Cómo las semillas de Lupinus impulsan una agricultura mediterránea más sostenible
Investigación para desarrollar cubiertas vegetales más resilientes alineadas con los Objetivos de Desarrollo Sostenible
FEUGA
Según Feuga, la agricultura mediterránea afronta un desafío creciente: producir de forma sostenible en un contexto de elevada variabilidad climática y suelos con características muy diversas. Los efectos del cambio climático intensifican estas limitaciones, dificultan el establecimiento de los cultivos y comprometen la conservación de los recursos naturales. En este escenario, la investigación aplicada desempeña un papel fundamental para desarrollar soluciones que permitan avanzar hacia una agricultura más resiliente y alineada con los Objetivos de Desarrollo Sostenible (ODS), especialmente el ODS 2 (Hambre Cero), el ODS 13 (Acción por el Clima) y el ODS 15 (Vida de Ecosistemas Terrestres).

Fuente: Naciones Unidas
Una de las estrategias con mayor potencial es el uso de cubiertas vegetales basadas en leguminosas del género Lupinus. Estas especies destacan por su capacidad para fijar nitrógeno atmosférico, mejorar la fertilidad y la estructura del suelo, favorecer la biodiversidad y reducir la dependencia de fertilizantes minerales, contribuyendo así a una gestión más sostenible de los cultivos leñosos mediterráneos.

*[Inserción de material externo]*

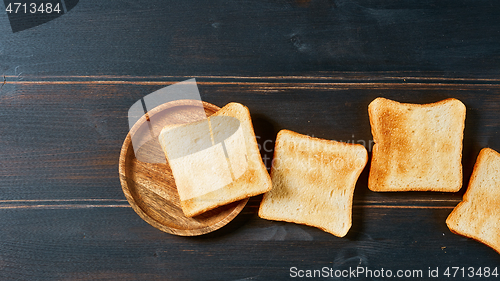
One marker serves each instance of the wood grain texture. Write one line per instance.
(308, 66)
(150, 187)
(256, 37)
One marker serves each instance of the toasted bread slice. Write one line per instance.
(313, 182)
(478, 215)
(216, 161)
(418, 147)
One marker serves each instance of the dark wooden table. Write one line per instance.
(308, 66)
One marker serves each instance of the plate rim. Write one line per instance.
(130, 198)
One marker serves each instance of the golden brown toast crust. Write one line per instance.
(478, 215)
(313, 182)
(255, 180)
(418, 147)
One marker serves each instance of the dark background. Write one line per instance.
(308, 66)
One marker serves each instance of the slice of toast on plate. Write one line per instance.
(215, 161)
(478, 215)
(417, 147)
(313, 182)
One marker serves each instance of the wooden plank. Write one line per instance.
(114, 243)
(62, 140)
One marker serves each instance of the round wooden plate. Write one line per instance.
(143, 183)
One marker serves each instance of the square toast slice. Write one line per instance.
(313, 182)
(478, 215)
(204, 157)
(417, 147)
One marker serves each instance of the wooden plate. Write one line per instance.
(142, 182)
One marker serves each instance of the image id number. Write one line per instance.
(33, 8)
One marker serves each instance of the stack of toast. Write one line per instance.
(417, 147)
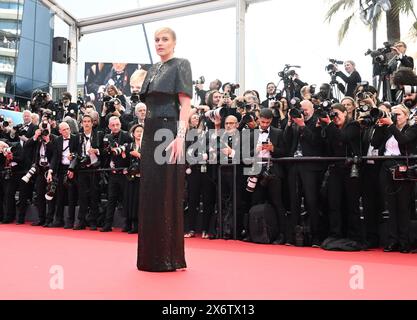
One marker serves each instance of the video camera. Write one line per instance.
(295, 111)
(200, 80)
(404, 173)
(332, 67)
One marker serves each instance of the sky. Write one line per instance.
(277, 33)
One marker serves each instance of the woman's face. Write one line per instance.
(195, 120)
(401, 117)
(138, 133)
(164, 44)
(340, 118)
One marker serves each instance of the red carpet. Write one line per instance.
(103, 266)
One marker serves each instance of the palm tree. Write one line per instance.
(398, 7)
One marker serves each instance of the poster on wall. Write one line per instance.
(126, 77)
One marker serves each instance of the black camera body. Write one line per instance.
(200, 80)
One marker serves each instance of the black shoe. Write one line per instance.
(405, 249)
(57, 224)
(316, 243)
(106, 229)
(392, 247)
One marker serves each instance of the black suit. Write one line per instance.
(40, 182)
(88, 182)
(351, 81)
(271, 191)
(343, 190)
(397, 193)
(305, 178)
(117, 181)
(60, 171)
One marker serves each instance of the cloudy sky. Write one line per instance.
(277, 33)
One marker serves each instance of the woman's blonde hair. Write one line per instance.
(167, 30)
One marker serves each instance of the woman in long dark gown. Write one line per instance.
(167, 92)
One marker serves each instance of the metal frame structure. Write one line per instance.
(181, 8)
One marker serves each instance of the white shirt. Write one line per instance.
(263, 137)
(392, 148)
(65, 153)
(87, 145)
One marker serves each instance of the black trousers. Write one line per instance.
(65, 192)
(131, 202)
(117, 184)
(399, 196)
(41, 203)
(227, 201)
(200, 184)
(302, 182)
(373, 201)
(89, 197)
(11, 186)
(343, 197)
(272, 193)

Con el objetivo de facilitar su implantación en condiciones reales de campo, el Grupo Operativo MAXI-CoberLEG desarrolla una investigación centrada en comprender cómo las características de las semillas y las condiciones del suelo determinan el éxito de estas cubiertas vegetales. El proyecto estudia la dormancia, la germinación y la adaptación de diferentes especies y genotipos de Lupinus para identificar los materiales con mejor comportamiento en distintos ambientes edáficos mediterráneos.
Uno de los principales factores que condiciona el éxito de las cubiertas vegetales es la dormancia o latencia de las semillas. En algunas especies de Lupinus, la cubierta seminal es dura e impermeable, impide la entrada de agua y retrasa la germinación durante semanas o incluso meses.
Durante el proyecto se analizaron 50 genotipos pertenecientes a L. angustifolius, L. luteus y L. albus, evaluando el tiempo necesario para iniciar la germinación y su capacidad de establecimiento. Los resultados demostraron que una germinación rápida no siempre garantiza un buen desarrollo posterior, ya que las variedades con menor dormancia no siempre originan plántulas más vigorosas. Por ello, la selección debe considerar tanto la velocidad de germinación como la capacidad de adaptación a condiciones ambientales variables.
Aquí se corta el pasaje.